There is, of course, no research to back the diet’s claim that blood types affect what foods a person should eat.
2000s
Following the 90s desire to eat healthier, but with a new concern over the truth of substitute ingredients used in ‘diet’ alternatives, the 00s began to focus more on organic ingredients. Early in the 2000s, ‘organic’ was the buzzword when it came to produce. This had evolved to a focus on ‘seasonal’ and ‘local’ by the end of the decade, but the thought process behind it was arguably the same — wanting complete transparency on the nature of the food being consumed. GMO food was considered with more than a hint of wariness, and short of heading out to the garden with a bag of mulch and a packet of seeds, people wanted their produce to be as natural and unprocessed as possible.
The decade was all for the infamous Atkins Diet when it came to its trendy fads. The 1972 diet took a few years to be noticed, but it found a huge spotlight in the 2000s thanks to a number of celebrity endorsements. The diet encouraged its followers to ditch the carbs and fill up on protein and fats instead. But it also came with a slew of side effects, such as headaches, weakness, constipation, and fatigue.
2010s
We’re nearly at the end of the 2010s, but what has highlighted our kitchen cupboards this decade? Arguably, the king of the kitchen this decade has been the humble avocado. While fruit has always enjoyed a wide array of praise, the avocado has been something of an outcast in the fruit world until the 2010s. Now, the fat-filled (in a good way) fruit is the icon of a whole generation. Production of avocados worldwide has erupted, from 2.71 million tons in 2000 to 5.92 million tons in 2017.
Alongside this healthy trend, the latter years of the 2010s have been dominated by veganism. In particular, 2019 has been marked to be the ‘year of the vegan’. According to the Vegan Society, one in three Brits have reduced or completely abandoned meat products in their diet, and 92 per cent of vegan meals were consumed by non-vegans. Vegan chocolate has been a big hit, and even global brands such as Greggs jumping on the opportunity.
It’s a similar train of thought that has been simmering across the decades — people want to know where their food is coming from, the processes being directed on it, and in the case of meat production, that it is humane. For some, the act of slaughtering an animal for meat will never be humane, and so, veganism has gone from an often-mocked, scarcely-seen dietary choice to an Instagram-worthy lifestyle choice for the masses.

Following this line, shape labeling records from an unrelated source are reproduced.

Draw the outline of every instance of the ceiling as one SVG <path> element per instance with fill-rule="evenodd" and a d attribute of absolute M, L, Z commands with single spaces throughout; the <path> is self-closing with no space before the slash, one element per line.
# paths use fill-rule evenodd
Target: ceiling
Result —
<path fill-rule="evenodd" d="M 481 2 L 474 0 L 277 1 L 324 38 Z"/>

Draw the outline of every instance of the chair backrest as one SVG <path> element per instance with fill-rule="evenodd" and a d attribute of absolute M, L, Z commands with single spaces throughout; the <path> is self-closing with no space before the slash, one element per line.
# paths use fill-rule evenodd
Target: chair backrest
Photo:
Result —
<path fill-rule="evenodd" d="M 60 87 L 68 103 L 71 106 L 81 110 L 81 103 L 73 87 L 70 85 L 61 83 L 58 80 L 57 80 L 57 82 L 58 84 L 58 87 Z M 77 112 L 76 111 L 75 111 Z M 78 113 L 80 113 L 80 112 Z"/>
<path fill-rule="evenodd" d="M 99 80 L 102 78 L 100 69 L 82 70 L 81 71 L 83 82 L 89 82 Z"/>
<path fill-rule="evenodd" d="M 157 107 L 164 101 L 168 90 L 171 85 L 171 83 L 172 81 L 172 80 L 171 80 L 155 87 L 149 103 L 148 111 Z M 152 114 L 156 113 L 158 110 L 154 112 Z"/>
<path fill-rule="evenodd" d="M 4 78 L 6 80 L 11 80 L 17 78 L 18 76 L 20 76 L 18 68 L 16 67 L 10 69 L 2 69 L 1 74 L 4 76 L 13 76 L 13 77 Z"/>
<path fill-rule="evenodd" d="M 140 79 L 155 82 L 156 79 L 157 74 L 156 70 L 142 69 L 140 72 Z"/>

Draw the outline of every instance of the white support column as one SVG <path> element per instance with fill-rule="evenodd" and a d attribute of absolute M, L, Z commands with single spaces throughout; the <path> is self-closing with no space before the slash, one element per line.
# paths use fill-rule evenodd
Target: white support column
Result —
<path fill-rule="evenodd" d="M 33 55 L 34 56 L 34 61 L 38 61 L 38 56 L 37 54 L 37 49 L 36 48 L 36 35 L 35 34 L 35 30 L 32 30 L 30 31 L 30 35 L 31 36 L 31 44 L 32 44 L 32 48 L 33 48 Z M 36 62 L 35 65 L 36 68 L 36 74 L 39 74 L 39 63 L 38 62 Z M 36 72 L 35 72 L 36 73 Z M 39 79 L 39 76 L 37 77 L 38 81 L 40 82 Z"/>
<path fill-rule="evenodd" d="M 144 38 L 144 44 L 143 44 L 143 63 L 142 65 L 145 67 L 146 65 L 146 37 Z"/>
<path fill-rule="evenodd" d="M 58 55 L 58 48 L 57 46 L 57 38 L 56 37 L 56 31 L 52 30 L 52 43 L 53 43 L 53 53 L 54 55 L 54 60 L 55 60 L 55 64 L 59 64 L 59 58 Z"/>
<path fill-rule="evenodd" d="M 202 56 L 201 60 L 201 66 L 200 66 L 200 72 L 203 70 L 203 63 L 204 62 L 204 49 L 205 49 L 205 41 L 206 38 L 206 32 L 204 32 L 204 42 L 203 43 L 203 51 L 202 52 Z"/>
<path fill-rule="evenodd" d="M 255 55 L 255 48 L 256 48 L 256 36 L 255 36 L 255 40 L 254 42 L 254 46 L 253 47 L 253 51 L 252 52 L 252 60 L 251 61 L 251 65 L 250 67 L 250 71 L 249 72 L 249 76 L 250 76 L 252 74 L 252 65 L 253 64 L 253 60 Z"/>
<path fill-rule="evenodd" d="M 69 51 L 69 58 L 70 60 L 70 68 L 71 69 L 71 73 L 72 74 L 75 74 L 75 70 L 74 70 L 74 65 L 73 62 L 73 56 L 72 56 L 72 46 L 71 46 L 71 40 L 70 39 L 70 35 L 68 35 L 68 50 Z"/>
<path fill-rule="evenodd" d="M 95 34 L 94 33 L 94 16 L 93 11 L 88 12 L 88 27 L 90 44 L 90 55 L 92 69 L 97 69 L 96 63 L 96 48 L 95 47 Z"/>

Of course, with this appetite for health comes a wave of fad diets, and we’ve seen many in the last decade. This decade has had a strange fascination with deprivation: from fasting with the 5:2 diet to cleansing juice ‘detox’ diets, to sugar being the new food-based evil of the world.
Into the 2020s
It won’t be long before we find out what the latest foods to avoid are, and what the next new trends are, as the 2010s decade is nearly over. But there’s certainly enough of a pattern over the last four decades to predict that the 2020s won’t stray far — after really kicking off in the 90s, consumer desire for transparency and fairness throughout the supply chain of their produce has remained as strong as the want for food that is both tasty and healthy.